Whenever I read the Joseph story, it rings true in terms of how I most often experience God. It is when I look back that I most clearly see God’s signature in a way that I could not see clearly at the time. It is not unlike the disciples at Emmaus after the risen Jesus has left the room that I too often find myself asking: “Did not my heart burn within me?”
The name of God may not appear on every page of the Joseph saga, but God is there working out a purpose that even Joseph can only recognize in the rear view mirror. In the past few pregnant weeks, I have found myself asking: “Where is God?” Where is God amid the tragedy and horror surrounding Charlottesville last weekend? Where is God in the dangerous international rhetoric of nuclear war? Where is God with untold and too often unseen victims of sexual abuse? Where is God with the chronically underemployed, much less those who can find no job?
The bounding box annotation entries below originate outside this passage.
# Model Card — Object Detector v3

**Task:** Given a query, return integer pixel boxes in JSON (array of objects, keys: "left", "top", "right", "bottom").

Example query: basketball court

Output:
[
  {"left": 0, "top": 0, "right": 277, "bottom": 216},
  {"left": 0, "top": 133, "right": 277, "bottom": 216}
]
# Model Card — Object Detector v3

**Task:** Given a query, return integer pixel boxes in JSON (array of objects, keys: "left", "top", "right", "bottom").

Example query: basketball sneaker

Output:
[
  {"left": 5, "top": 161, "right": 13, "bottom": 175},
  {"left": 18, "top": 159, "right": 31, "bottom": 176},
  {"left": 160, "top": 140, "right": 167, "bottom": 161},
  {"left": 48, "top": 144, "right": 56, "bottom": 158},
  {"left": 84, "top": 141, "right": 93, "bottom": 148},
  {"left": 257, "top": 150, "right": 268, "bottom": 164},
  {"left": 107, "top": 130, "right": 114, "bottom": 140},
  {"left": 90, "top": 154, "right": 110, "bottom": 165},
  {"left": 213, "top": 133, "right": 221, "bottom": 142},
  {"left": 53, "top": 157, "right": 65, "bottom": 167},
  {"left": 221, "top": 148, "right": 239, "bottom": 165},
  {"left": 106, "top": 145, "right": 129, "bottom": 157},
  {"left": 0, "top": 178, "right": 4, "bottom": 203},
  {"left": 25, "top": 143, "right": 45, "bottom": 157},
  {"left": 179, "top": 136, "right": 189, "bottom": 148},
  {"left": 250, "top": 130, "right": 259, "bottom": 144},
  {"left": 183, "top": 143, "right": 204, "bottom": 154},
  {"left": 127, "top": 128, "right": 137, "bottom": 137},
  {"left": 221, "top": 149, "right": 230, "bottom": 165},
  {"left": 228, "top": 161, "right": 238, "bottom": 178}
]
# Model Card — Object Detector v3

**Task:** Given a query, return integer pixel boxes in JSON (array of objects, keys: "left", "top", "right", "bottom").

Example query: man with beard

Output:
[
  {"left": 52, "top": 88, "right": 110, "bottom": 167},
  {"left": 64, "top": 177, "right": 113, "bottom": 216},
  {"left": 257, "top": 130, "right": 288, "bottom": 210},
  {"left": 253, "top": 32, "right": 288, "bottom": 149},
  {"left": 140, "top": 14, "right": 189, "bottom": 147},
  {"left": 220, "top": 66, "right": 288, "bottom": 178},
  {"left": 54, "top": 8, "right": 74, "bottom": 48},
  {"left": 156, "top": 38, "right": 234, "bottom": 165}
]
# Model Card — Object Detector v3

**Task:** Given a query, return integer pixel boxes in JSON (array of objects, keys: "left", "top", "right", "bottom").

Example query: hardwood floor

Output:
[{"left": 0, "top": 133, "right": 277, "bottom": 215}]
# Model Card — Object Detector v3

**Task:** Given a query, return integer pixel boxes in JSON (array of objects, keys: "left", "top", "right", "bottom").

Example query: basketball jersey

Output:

Where is God where cancer has grabbed hold of our bodies?
I cannot point to a specific location for God in response to all of the questions above. What I can do is commend that we read the story of Joseph again from start to finish. Read it and remember that ours is a God who is working God’s purpose out, God’s mysterious purpose, even through people like Joseph, and even through people like you and like me.
In these disturbing and divisive times, may we all hold fast to the final words of Joseph to his murderous brothers, “The evil you planned to do me has by God's design been turned to good.” May God take all that is evil within us and all that is evil around us and once again strip it of its grip on us and with resurrection power once more turn even evil into good.